More recently, Clear has been focused on expanding its B2B portfolio, including launching an e-invoicing system. Today, the system supports about 50,000 tax professionals, one million small businesses, and 4000 enterprises in GST filing.

How to ensure a seamless experience for all users at scale

Clear built the initial version of its B2B e-invoicing system on MySQL. However, as adoption grew, the team started to see the limits of the systems tested.

Certain batches of invoices were taking upwards of 25 minutes to process, an issue for the time-sensitive nature of tax filing. If any Clear customer failed to file in time, that customer could be given a penalty and labeled as non-compliant by the Indian government. The team knew they needed to take a step back and reevaluate the core structure of their system.

The Clear team started the system rework by outlining a set of required capabilities. The new database system would need to be able to scale up quickly to handle periods of peak demand and down when traffic was low to save on costs. Tax professionals need to be able to see multiple cuts of the data at different levels, so the database would need to be able to support quick and complex aggregations. Lastly, the team knew that didn’t want to be accountable for the management of the system themselves. They needed a fully-managed option.

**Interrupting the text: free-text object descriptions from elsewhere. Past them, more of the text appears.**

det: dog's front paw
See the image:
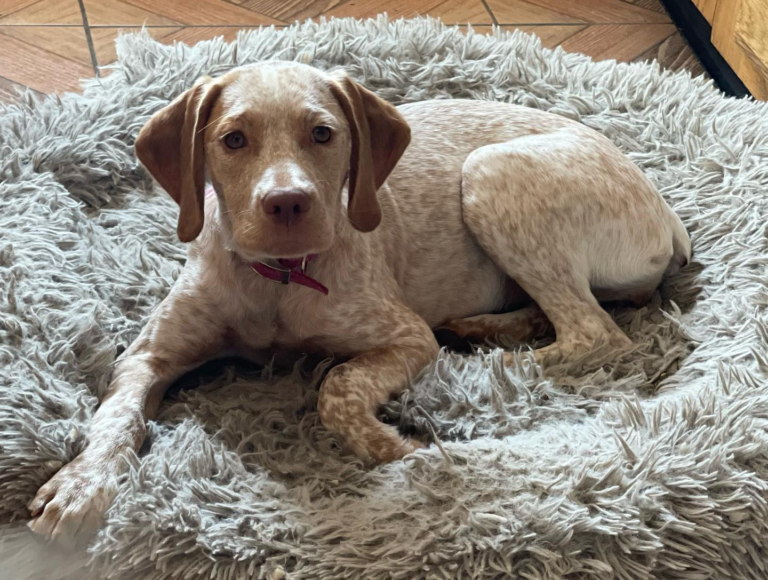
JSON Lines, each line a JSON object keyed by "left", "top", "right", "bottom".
{"left": 28, "top": 453, "right": 118, "bottom": 545}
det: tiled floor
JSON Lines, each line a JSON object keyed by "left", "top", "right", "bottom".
{"left": 0, "top": 0, "right": 704, "bottom": 103}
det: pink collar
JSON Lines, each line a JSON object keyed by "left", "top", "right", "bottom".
{"left": 250, "top": 255, "right": 329, "bottom": 295}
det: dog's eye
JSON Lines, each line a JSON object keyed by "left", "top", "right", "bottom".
{"left": 312, "top": 126, "right": 332, "bottom": 144}
{"left": 224, "top": 131, "right": 246, "bottom": 149}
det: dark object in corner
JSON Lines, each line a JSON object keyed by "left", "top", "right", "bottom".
{"left": 660, "top": 0, "right": 751, "bottom": 98}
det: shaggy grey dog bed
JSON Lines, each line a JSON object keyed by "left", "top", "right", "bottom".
{"left": 2, "top": 16, "right": 768, "bottom": 580}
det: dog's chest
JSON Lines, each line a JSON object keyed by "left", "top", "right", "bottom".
{"left": 224, "top": 283, "right": 342, "bottom": 355}
{"left": 272, "top": 294, "right": 332, "bottom": 350}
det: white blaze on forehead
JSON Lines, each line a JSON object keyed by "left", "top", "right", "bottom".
{"left": 257, "top": 65, "right": 280, "bottom": 88}
{"left": 224, "top": 66, "right": 291, "bottom": 112}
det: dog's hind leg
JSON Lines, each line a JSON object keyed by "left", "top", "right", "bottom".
{"left": 436, "top": 305, "right": 553, "bottom": 345}
{"left": 459, "top": 133, "right": 678, "bottom": 366}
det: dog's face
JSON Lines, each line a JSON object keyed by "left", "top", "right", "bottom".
{"left": 135, "top": 62, "right": 411, "bottom": 259}
{"left": 205, "top": 65, "right": 347, "bottom": 259}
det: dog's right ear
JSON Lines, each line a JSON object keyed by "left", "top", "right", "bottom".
{"left": 135, "top": 77, "right": 222, "bottom": 242}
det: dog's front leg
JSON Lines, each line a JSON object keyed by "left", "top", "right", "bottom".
{"left": 318, "top": 312, "right": 439, "bottom": 463}
{"left": 28, "top": 284, "right": 224, "bottom": 543}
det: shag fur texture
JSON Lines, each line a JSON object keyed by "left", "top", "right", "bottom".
{"left": 2, "top": 17, "right": 768, "bottom": 580}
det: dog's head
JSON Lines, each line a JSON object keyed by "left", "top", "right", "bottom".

MongoDB Atlas chosen for best in class scale and performance

The company ran a proof of concept (POC) study comparing MySQL’s performance with other competitive offerings, including MongoDB. It found that, in terms of the time taken to execute different batch sizes of data, MongoDB was considerably faster in all instances. For example, MongoDB’s processing time was 122% faster than the closest competitor and 767% faster than the farthest competitor.

Comparison of performance among databases

Given the document-based nature of invoices, the results of the POC made sense. With MongoDB, the Clear team could store invoice data together instead of splitting it across tables. This minimized the number of costly joins required to obtain data, leading to faster reads. MongoDB also allowed the team to easily split reads and writes in use cases where the system experienced high volumes of reads and where reading slightly stale data was permissible.

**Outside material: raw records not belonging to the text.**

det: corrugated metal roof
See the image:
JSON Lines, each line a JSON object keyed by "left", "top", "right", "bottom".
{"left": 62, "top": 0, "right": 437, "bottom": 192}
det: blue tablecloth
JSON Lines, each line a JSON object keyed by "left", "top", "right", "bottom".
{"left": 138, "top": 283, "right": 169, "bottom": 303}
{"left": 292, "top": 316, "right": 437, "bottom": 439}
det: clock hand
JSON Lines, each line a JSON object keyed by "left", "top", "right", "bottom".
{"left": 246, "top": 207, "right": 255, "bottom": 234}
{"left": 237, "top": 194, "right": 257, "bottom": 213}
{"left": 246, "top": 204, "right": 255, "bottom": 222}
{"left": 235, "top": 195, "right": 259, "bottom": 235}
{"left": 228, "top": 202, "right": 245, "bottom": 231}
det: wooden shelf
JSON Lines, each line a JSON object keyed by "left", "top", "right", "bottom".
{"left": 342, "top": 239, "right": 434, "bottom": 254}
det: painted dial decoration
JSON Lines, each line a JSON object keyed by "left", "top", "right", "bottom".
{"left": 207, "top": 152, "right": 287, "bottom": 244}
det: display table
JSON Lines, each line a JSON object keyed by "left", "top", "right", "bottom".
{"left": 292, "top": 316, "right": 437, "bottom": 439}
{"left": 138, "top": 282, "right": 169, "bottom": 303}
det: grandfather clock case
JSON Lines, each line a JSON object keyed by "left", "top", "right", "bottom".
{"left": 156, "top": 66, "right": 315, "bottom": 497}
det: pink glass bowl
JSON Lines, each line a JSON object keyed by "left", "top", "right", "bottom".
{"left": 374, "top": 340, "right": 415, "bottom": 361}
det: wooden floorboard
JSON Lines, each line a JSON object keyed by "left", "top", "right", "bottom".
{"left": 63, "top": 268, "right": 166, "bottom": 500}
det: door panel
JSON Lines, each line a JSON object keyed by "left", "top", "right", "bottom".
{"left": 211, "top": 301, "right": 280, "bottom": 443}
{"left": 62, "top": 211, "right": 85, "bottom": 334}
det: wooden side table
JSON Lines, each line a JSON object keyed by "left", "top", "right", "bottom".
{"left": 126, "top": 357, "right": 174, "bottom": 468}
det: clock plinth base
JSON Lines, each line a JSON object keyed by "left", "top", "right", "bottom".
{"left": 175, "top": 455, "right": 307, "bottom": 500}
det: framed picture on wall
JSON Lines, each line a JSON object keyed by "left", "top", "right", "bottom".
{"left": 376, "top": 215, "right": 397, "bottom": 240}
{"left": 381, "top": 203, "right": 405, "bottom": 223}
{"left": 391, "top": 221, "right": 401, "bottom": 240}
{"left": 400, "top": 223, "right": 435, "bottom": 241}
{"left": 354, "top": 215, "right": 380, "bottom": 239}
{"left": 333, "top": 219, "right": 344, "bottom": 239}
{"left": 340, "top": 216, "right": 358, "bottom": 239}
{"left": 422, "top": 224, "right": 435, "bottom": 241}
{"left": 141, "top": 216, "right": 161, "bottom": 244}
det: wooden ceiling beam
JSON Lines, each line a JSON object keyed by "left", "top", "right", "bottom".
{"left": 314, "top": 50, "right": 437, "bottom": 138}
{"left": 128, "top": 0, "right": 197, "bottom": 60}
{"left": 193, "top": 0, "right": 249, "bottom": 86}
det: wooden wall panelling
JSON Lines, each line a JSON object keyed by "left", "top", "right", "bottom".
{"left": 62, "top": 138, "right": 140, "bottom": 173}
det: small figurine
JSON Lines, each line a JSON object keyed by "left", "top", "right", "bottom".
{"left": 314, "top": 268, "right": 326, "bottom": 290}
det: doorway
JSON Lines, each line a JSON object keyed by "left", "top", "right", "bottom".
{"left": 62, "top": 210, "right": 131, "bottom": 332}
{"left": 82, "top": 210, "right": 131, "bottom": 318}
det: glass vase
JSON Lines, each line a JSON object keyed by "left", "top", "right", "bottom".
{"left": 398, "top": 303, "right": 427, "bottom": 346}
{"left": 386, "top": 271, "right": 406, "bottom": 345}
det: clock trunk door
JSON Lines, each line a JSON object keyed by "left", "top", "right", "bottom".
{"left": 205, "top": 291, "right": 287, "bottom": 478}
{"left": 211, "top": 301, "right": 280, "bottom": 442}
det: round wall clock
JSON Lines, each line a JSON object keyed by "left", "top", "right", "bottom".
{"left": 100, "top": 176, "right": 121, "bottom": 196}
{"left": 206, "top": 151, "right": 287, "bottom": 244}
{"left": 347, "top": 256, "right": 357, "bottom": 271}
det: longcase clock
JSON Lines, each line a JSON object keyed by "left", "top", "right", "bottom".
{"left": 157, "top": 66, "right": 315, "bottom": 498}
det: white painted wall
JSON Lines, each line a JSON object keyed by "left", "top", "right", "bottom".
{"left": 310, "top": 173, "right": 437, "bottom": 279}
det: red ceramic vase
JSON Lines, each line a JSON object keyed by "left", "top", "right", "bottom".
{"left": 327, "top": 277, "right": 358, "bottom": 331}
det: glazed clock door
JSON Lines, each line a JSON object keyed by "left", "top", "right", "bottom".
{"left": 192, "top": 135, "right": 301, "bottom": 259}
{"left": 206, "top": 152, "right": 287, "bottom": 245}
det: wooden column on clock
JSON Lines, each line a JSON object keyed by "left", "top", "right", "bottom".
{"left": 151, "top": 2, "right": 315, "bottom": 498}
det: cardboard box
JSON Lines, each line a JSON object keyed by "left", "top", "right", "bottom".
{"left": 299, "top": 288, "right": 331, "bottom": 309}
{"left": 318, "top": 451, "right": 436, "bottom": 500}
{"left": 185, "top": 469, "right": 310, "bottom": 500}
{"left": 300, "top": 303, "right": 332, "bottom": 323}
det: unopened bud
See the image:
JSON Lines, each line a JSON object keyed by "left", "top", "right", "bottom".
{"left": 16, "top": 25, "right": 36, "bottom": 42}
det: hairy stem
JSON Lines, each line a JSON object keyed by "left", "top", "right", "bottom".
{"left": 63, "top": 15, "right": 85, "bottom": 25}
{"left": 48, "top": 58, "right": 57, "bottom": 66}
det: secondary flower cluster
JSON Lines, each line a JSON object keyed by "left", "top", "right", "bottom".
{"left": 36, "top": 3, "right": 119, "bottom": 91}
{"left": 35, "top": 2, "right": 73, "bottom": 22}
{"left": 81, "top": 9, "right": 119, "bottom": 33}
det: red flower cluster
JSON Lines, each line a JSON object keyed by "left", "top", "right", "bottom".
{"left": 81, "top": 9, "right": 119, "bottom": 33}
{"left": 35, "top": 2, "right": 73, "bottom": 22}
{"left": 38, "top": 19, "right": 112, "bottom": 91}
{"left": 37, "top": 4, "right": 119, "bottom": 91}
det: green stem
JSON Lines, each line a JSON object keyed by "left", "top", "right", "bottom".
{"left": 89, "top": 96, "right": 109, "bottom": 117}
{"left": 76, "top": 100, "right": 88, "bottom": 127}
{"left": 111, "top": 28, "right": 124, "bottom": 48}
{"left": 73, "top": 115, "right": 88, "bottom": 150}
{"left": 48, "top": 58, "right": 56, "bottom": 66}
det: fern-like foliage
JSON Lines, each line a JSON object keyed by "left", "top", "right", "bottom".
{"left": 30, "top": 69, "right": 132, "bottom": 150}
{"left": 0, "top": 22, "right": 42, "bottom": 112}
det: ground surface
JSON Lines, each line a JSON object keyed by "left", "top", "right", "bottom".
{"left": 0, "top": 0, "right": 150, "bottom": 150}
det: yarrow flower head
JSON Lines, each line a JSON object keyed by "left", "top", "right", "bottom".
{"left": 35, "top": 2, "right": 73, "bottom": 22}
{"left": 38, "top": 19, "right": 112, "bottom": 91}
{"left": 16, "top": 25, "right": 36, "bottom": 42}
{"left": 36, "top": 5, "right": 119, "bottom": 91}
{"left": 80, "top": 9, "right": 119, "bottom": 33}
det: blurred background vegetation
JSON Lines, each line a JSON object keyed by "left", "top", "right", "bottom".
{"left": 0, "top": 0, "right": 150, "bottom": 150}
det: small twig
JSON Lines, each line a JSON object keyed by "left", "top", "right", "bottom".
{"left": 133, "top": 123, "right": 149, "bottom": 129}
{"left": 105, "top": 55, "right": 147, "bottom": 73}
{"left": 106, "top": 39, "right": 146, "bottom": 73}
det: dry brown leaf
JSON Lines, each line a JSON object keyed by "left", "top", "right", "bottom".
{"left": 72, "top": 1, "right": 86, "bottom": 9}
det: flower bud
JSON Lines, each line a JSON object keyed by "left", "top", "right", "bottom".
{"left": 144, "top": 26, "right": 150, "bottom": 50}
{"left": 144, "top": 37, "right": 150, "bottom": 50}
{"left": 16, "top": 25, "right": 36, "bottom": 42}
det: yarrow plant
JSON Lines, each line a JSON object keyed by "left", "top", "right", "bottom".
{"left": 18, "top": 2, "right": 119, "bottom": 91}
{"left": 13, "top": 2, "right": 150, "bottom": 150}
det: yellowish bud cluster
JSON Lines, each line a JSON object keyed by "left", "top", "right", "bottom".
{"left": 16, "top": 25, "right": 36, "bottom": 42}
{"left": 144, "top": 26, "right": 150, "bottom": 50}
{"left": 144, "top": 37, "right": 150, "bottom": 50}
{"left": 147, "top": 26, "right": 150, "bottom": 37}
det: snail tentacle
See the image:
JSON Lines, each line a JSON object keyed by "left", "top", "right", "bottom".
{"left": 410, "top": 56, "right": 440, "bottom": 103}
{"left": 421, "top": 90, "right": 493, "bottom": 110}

Clear’s aggregation needs were also easily met with MongoDB’s aggregation pipeline. The combination of aggregation support and MongoDB’s full-text search capabilities meant that the Clear team could easily build filterable and searchable dashboards on top of their invoice data.

Lastly, the team also loved the easy-to-use nature of MongoDB Atlas, MongoDB’s fully-managed developer data platform. With Atlas, the team could easily scale up and down their clusters on a schedule to match fluctuations in user traffic.

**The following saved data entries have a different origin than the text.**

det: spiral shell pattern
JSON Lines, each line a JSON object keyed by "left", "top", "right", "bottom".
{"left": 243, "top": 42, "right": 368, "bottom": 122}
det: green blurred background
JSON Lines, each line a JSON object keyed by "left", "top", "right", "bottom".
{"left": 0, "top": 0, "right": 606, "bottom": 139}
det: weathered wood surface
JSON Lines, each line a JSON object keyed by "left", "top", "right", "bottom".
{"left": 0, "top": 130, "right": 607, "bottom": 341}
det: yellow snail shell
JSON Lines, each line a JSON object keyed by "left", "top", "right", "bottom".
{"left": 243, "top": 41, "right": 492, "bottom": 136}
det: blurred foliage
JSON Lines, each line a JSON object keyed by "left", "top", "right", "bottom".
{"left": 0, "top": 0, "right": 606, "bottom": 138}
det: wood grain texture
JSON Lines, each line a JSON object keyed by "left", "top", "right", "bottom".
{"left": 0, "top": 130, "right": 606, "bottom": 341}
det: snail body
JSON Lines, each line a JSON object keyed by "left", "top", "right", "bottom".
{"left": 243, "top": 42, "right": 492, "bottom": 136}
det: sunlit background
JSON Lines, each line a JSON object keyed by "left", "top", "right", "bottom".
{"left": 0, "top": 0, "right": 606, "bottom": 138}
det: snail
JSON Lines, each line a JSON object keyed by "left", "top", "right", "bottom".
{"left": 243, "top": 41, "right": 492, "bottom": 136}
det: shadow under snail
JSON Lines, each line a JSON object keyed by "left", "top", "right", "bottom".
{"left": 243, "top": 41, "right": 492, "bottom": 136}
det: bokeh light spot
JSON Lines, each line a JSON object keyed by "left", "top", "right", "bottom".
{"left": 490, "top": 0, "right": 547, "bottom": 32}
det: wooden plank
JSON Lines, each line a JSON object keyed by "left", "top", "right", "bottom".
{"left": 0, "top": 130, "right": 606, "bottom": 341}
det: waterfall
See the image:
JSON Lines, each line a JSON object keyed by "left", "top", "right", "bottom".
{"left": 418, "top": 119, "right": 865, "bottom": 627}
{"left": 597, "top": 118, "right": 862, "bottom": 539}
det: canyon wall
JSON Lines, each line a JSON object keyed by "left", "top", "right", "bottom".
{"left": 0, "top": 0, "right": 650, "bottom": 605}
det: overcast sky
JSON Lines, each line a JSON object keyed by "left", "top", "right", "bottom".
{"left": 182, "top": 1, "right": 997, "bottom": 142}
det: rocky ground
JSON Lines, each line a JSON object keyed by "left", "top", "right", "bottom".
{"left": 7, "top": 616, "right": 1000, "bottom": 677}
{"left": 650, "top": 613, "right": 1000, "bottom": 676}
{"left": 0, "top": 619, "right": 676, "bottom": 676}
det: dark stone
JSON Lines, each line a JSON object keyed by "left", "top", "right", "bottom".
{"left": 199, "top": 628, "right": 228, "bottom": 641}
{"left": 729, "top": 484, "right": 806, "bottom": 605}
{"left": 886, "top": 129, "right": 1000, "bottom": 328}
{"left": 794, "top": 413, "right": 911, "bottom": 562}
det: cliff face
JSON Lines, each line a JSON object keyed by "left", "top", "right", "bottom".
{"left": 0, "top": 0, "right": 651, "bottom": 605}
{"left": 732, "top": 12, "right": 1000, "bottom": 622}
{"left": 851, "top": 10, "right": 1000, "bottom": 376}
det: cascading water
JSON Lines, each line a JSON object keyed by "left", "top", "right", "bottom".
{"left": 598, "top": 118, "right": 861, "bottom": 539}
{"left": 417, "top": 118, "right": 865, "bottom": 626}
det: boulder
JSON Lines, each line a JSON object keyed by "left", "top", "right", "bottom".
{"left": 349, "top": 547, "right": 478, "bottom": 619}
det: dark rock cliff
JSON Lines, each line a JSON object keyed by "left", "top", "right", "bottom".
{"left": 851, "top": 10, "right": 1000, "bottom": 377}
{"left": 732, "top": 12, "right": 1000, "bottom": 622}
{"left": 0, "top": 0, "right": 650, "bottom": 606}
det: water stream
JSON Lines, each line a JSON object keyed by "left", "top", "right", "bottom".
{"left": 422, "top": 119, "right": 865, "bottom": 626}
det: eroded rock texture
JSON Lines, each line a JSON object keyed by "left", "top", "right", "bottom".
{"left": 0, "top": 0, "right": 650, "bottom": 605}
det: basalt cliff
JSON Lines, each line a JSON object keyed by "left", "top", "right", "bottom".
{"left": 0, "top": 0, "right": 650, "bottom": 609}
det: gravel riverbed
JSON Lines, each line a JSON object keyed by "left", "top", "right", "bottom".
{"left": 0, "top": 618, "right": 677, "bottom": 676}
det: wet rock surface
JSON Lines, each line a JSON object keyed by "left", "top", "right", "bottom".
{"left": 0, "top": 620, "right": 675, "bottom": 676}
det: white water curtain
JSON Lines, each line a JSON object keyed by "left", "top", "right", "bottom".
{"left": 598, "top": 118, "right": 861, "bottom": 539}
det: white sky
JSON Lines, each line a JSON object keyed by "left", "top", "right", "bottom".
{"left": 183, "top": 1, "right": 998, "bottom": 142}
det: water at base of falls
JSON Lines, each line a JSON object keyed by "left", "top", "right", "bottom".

Achieving a 2900% jump in processing speed along with cost savings

After Clear replatformed from MySQL to MongoDB Atlas on AWS, their customers were shocked by the improvement. Pranesh Vittal, Director Of Engineering, ClearTax India said, “We have achieved considerable optimization with MongoDB. Our customers are often surprised by the pace of execution. There is a significant improvement in the performance, with as much as a 2900% jump in processing speed in some instances.”

Comparing the performance of the new MongoDB powered platform

On top of increased speeds, the team is also saving money. “We’ve generated over 20 crore invoices to date running on a single sharded cluster with a 4TB disc,” said Pranesh Vittal. “The ability to store older data in cold storage [with Online Archive] helped us achieve this.”

Atlas Triggers also help the team automatically scale down their clusters each night and scale them up in the morning. The triggers are fully-managed and schedule-based, so it’s as easy as setting them up and letting them run. This automatic right-sizing is saving the team upwards of $7000 each month ($700 per cluster for 10 clusters).

After seeing such positive results, the team has since decided to replatform multiple other products onto MongoDB. “Here, MongoDB’s live support and consultation have proved very useful,” said Pranesh Vittal. Now, Clear manages 25+ clusters and over 10TB of data on MongoDB Atlas.